The Minnesota Timberwolves had their 2012-2013 season derailed by injuries to multiple key players, but their primary shortcoming on the floor was a lack of proficiency from long range and an overall lack of scoring punch from the perimeter. Surely injuries to many of their better shooters played a role, but adding a shooting guard that can make perimeter shots and match up well defensively with others at the position should be the team’s top offseason priority.
Monta Ellis had a solid season for the Milwaukee Bucks in 2012-2013, averaging 19.2 points, 6.0 assists, 3.9 rebounds and 2.1 steals per game while playing all 82 games. He was not quite as good in the Bucks’ first-round playoff loss to the Miami Heat, averaging 14.3 points, 5.5 assists, 3.3 rebounds and 2.5 steals per game in the four-game sweep.
The Bucks are facing a lot of potential turnover this offseason, with some notable players that are potential free agents and the future of coach Jim Boylan up in the air. Ellis is among the players who may not be back in Milwaukee, as he has an $11 million player option for next season. If he chooses to decline the option and become an unrestricted free agent, multiple teams will surely have interest. Should the Timberwolves be among them?
Ellis has been a fairly prolific scorer over his eight NBA seasons (516 games), averaging 19.4 points per game overall with four seasons averaging over 20 points per game. His contributions elsewhere on the stat sheet should not be overlooked, with career averages of 4.7 assists, 3.7 rebounds and 1.7 steals per game.
But Ellis made less than 29 percent of his three pointers this season, and he has made less than 32 percent (31.8 percent) of his attempts from beyond the arc during his career. The Timberwolves, or any other team, would surely like better efficiency than that, particularly since Ellis finished this past regular season with the fourth-most field goal attempts in the league (1,436).

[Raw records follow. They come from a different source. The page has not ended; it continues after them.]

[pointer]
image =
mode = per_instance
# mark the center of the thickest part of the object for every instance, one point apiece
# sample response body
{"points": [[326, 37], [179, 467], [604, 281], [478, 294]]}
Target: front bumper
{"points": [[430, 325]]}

Ellis offensive skill set is surely that of a shooting guard, and he has played some point guard during his career as well. That flexibility stands to enhance his value on the free agent market, but the Timberwolves already have plenty of capable ball handlers that fit the profile of a backcourt “tweener”, for lack of a better term. Add in his potential asking price, and whoever winds up in charge of Minnesota’s front office going forward should be able to find a better free agent fit than Ellis.